# Unser Schwimmteichprojekt



## schnuddel (24. März 2009)

Hallo zusammen,

ich darf mich kurz vorstellen:
Mein Name ist Klaus und wohne mit Frau und drei Kindern im wunderschönen Rheingau.

Wir sind schon seit 5 Jahren dabei, immer mal wieder was in unserem Garten zu verändern. Neuestes und wohl auch eins der größten Projekte soll ein Schwimmteich sein.
Ich habe mich schon stundenlang durch das Forum gewühlt, aber offene Fragen gibt es noch viele 

Das ist der erste Entwurf: 
Schwimmfläche 2,5mx8m (also 20qm) und dazu auf 3 Seiten noch Pflanzfläche mit insgesamt ca. 10qm.
Auf den angehängten Bildern kann man hoffentlich grob erkennen, wie wir uns das gedacht haben.
 
 
Der Schwimmbereich (orange) soll gemauert werden, dann Vlies drauf und Kautschukfolie.

Im Schwimmbereich soll ein Skimmer montiert werden (Windrichtung beachtet), das Wasser dann durch einen Filter und anschließend in den Pflanzbereich, der dem Skimmer entgegengesetzt liegt. Welchen Filter/Skimmer wir nehmen wollen, wissen wir noch nicht, sind aber für alle Empfehlungen offen.

Der Pflanzbereich (blau) soll gut 50cm ausgehoben werden, dann zuerst 20cm Lehmboden als Substrat und oben drauf Schotter. Oder machen wir hier einen Denkfehler?

Braun sind dann noch ein Steg an der einen Seite (grenzt an die Garage vom Nachbarn) sowie ein kleines Holzdeck eingezeichnet.

Schaut euch die Bilder bitte mal an. Wie gesagt, wir sind für jeden Tipp und Hinweis dankbar!

Viele Grüße
Klaus


----------



## axel (24. März 2009)

*AW: Unser Schwimmteichprojekt*

Hallo Klaus 

Von mir ein herzliches Willkommen:Willkommen2

Viel Erfolg bei Euerm Projekt 

Lg
axel


----------



## günter-w (24. März 2009)

*AW: Unser Schwimmteichprojekt*

Hallo Klaus,
herzlich willkommen bei den Schwimmteichen und vorweg mal viel Erfolg und gutes gelingen für euer Projekt. Drei Dinge sind mir aufgefallen den Planzbereich vorn im Bild würde ich noch etwas verbreitern. Auf die Folie solltest du immer dort Vlies auflegen wenn irgend ein Substrat oder Steine aufgelegt werden.
Lehm würde ich nicht einbringen.

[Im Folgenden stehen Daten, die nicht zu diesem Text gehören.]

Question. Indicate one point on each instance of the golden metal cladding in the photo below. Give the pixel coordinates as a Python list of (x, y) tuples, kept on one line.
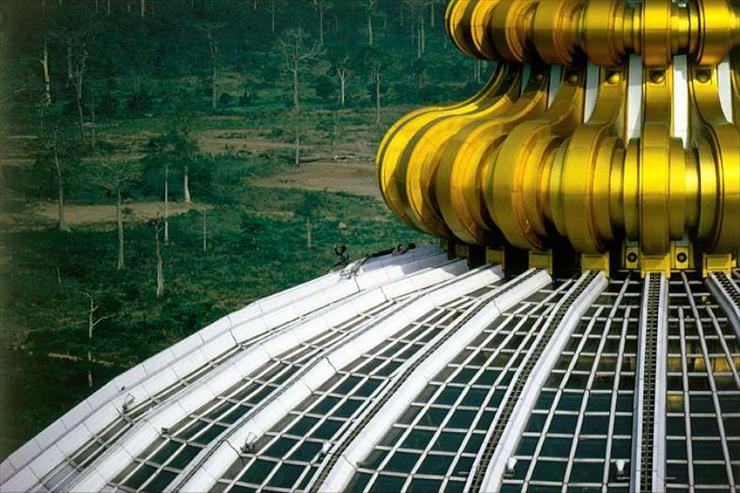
[(604, 31), (605, 123)]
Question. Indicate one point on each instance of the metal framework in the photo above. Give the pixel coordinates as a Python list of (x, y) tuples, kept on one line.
[(421, 372)]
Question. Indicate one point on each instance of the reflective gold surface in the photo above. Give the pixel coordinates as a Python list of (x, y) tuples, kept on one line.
[(582, 143)]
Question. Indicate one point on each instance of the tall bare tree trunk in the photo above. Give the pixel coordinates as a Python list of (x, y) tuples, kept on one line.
[(90, 328), (297, 156), (69, 62), (46, 99), (119, 225), (92, 322), (321, 25), (274, 22), (296, 100), (214, 98), (342, 74), (205, 230), (308, 235), (81, 115), (377, 97), (166, 205), (94, 128), (60, 188), (186, 185), (160, 268)]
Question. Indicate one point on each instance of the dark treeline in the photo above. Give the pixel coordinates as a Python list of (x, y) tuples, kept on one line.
[(106, 58)]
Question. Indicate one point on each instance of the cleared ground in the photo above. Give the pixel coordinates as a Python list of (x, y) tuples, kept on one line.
[(356, 178)]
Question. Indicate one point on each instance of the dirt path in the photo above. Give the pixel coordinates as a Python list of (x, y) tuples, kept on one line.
[(357, 178), (77, 215)]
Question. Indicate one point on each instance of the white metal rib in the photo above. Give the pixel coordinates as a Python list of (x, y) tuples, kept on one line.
[(260, 421), (522, 410), (658, 444), (341, 474)]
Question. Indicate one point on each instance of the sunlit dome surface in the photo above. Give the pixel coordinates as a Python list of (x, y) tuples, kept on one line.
[(415, 372)]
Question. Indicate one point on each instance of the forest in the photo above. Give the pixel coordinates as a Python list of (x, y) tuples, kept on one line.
[(165, 162)]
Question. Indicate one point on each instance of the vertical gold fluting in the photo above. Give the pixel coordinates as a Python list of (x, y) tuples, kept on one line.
[(560, 143)]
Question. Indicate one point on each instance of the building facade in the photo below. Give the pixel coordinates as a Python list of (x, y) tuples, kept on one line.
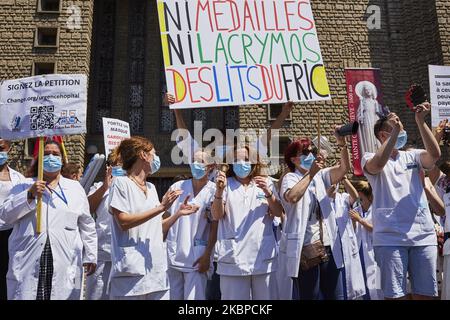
[(117, 44)]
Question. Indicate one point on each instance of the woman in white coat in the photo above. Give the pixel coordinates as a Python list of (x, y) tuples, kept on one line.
[(362, 216), (310, 219), (191, 239), (138, 254), (353, 271), (245, 205), (8, 179), (97, 284), (49, 265)]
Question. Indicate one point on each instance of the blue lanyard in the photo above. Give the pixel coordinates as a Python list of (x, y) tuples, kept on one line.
[(62, 196)]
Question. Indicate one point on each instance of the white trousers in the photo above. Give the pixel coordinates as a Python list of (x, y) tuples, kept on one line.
[(446, 278), (187, 285), (256, 287), (160, 295), (283, 280), (97, 283)]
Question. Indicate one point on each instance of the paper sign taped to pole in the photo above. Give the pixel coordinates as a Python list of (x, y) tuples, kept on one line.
[(114, 131), (439, 93), (45, 105), (225, 53)]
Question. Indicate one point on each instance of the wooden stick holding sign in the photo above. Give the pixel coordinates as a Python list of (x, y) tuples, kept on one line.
[(319, 131), (40, 178), (24, 114)]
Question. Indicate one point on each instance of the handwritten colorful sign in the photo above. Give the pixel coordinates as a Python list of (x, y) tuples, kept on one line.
[(234, 52)]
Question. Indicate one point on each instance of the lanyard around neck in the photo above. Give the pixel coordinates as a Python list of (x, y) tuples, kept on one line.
[(61, 195)]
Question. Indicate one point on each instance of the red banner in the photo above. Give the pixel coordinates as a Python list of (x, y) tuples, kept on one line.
[(365, 105)]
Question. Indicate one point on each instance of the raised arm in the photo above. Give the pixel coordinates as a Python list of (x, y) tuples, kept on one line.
[(435, 173), (88, 234), (337, 173), (127, 221), (350, 189), (218, 206), (375, 165), (433, 152), (295, 194)]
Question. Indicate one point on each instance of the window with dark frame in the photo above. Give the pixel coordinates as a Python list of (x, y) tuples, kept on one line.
[(103, 61), (274, 110), (136, 63), (46, 37), (284, 142), (49, 6), (40, 68)]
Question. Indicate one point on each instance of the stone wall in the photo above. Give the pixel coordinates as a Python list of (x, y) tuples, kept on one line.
[(413, 34)]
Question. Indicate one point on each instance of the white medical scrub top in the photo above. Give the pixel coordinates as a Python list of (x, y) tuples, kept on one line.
[(312, 233), (188, 236), (246, 243), (138, 255), (401, 216)]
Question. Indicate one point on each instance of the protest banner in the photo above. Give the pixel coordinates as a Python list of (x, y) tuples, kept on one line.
[(41, 106), (114, 131), (365, 105), (223, 53), (439, 93)]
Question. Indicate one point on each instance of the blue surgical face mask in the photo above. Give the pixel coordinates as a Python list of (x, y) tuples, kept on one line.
[(198, 170), (242, 169), (401, 140), (156, 164), (118, 172), (3, 157), (306, 162), (52, 163)]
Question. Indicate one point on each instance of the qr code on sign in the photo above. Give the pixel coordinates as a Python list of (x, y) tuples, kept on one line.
[(42, 117)]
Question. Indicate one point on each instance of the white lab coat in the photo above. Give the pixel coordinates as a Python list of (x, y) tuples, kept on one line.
[(354, 277), (97, 283), (297, 220), (246, 244), (138, 255), (373, 274), (71, 230), (16, 178)]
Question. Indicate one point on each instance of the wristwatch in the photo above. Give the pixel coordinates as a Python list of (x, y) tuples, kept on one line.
[(30, 195)]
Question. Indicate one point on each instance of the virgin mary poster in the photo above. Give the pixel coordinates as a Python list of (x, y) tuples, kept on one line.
[(365, 105)]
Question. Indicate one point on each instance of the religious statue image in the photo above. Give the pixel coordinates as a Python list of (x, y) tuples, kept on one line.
[(369, 111)]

Rheinsand 0/2 oder Kies 0/16 reicht aus der dann mit einer dünnen Kies oder Schotterschicht (Kornstärke) abgedeckt wird, damit in der Anfangszeit bis er von den Pflanzen durchwurzelt ist nicht durch Wellenbewegungen aufwirbelt. Der fertige Pflanzbereich sollte Wassertiefen von min 30 bis zu 5 cm haben da die meisten Wasserpflanzen bei ca 20 bis 0 cm Wasserstand zu finden sind.


----------



## hwc (25. März 2009)

*AW: Unser Schwimmteichprojekt*

Hallo Klaus!
Deine Frage passt mir auch sehr gut, da ich auch kurz davor stehe, einen Schwimmteich zu bauen. Ich habe mich daher bereits eingehend mit dem Thema auseinandergesetzt. 

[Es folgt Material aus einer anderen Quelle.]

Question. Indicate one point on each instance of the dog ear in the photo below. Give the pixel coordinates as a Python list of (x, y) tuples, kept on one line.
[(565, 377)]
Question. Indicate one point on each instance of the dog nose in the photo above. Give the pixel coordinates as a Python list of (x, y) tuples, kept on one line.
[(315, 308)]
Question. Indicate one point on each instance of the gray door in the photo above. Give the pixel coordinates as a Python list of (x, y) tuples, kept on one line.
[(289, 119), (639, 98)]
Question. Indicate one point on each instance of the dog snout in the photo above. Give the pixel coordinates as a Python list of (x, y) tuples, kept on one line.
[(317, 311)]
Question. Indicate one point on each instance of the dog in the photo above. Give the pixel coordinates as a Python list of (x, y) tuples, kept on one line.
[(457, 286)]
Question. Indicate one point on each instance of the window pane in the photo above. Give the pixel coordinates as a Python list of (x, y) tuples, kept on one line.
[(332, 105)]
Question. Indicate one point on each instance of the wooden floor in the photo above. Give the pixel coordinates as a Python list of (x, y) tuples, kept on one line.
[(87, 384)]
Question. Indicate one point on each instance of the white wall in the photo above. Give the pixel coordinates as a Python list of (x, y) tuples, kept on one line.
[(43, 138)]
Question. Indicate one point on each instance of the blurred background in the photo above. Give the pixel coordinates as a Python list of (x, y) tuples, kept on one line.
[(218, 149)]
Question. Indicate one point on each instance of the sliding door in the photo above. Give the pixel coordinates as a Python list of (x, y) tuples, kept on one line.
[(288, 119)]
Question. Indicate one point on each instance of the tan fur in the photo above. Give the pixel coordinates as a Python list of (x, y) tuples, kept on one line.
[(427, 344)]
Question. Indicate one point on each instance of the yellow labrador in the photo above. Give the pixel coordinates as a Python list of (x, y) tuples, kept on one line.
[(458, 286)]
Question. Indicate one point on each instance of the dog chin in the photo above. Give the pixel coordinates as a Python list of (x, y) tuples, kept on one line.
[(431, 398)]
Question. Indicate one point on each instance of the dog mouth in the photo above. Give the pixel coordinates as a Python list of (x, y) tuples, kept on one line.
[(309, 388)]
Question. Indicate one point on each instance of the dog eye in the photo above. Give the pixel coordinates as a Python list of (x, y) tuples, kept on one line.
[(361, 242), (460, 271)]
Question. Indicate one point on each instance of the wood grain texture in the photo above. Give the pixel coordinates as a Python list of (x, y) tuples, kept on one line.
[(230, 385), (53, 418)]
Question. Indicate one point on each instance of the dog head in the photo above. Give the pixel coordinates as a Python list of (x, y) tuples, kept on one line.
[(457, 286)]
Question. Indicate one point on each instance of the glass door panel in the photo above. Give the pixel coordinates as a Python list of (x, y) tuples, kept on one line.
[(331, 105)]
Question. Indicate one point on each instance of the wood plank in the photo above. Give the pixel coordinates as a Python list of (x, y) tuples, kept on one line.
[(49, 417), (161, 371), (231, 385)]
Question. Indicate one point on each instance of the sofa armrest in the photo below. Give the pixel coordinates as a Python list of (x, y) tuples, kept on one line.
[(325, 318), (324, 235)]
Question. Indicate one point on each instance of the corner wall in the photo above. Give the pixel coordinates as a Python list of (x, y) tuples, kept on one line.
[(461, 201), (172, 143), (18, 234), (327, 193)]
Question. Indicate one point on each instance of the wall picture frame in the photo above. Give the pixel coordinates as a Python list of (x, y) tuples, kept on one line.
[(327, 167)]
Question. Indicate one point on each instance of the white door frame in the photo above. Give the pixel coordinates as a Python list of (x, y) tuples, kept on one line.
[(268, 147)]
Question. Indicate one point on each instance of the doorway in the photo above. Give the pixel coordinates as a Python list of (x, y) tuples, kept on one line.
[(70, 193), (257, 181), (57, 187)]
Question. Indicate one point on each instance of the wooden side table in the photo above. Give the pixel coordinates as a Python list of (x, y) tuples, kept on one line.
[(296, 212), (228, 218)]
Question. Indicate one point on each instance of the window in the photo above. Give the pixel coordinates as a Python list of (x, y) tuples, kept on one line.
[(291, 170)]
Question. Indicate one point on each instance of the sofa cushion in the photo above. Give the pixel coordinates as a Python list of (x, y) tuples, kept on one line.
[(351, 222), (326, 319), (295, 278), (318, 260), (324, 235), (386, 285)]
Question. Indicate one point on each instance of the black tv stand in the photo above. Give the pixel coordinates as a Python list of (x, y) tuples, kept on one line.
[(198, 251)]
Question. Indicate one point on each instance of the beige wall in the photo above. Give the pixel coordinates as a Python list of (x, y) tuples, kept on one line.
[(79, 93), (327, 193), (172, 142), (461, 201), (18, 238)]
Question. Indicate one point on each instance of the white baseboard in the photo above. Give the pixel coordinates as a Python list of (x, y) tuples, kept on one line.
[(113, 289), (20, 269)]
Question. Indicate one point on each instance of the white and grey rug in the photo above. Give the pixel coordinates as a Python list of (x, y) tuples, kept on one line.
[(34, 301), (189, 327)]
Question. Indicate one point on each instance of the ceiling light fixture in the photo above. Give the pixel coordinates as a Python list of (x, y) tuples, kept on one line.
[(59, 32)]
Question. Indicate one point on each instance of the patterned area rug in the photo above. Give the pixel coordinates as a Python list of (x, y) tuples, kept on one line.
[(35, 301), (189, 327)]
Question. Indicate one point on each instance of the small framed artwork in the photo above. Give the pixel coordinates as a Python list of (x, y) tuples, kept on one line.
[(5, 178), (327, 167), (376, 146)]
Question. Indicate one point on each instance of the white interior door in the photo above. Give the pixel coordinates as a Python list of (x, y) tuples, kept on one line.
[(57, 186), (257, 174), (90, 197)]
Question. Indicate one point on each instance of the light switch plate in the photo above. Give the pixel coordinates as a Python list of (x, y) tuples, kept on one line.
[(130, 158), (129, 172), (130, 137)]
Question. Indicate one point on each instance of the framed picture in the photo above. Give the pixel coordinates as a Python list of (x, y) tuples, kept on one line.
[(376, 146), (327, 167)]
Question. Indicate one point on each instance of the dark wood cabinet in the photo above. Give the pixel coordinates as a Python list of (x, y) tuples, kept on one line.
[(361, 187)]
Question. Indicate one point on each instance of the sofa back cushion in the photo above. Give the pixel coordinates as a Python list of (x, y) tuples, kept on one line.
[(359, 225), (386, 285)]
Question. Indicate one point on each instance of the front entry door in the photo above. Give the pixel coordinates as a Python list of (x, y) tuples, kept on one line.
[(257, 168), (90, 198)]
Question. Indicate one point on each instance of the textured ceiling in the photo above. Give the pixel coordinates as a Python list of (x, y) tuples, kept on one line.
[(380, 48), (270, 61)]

Ich plane ebenfalls, meinen Schwimmbereich zu mauern und dann Vlies und Folie darüber zu geben. Bei mir jedoch wird es keinen Filter geben, sondern nur einen Skimmer und eine Pumpe, den Rest müssen die Pflanzen erledigen. 

Habt ihr euch schon über die Pumpenleistung Gedanken gemacht? Wieviele l/min sollen umgepumpt werden? Habt ihr einen Bodenablauf vorgesehen?

Ich wünsche dir noch viel Spaß beim planen und beim späteren bauen.

lg
Michael

Noch eine Frage an Günter: Warum kein Lehm? Generell nicht, weil zu viele Nährstoffe rein kommen oder nur in diesem Speziellen Fall nicht, weil die Reinigung mit Filtertechnik erfolgen soll?


----------



## schnuddel (25. März 2009)

*AW: Unser Schwimmteichprojekt*

Hallo Michael,

bei uns soll es einen Filter geben, weil wir auf jeden Fall klares Wasser haben wollen. Es soll wohl auch ohne funktionieren, aber sicher ist sicher... 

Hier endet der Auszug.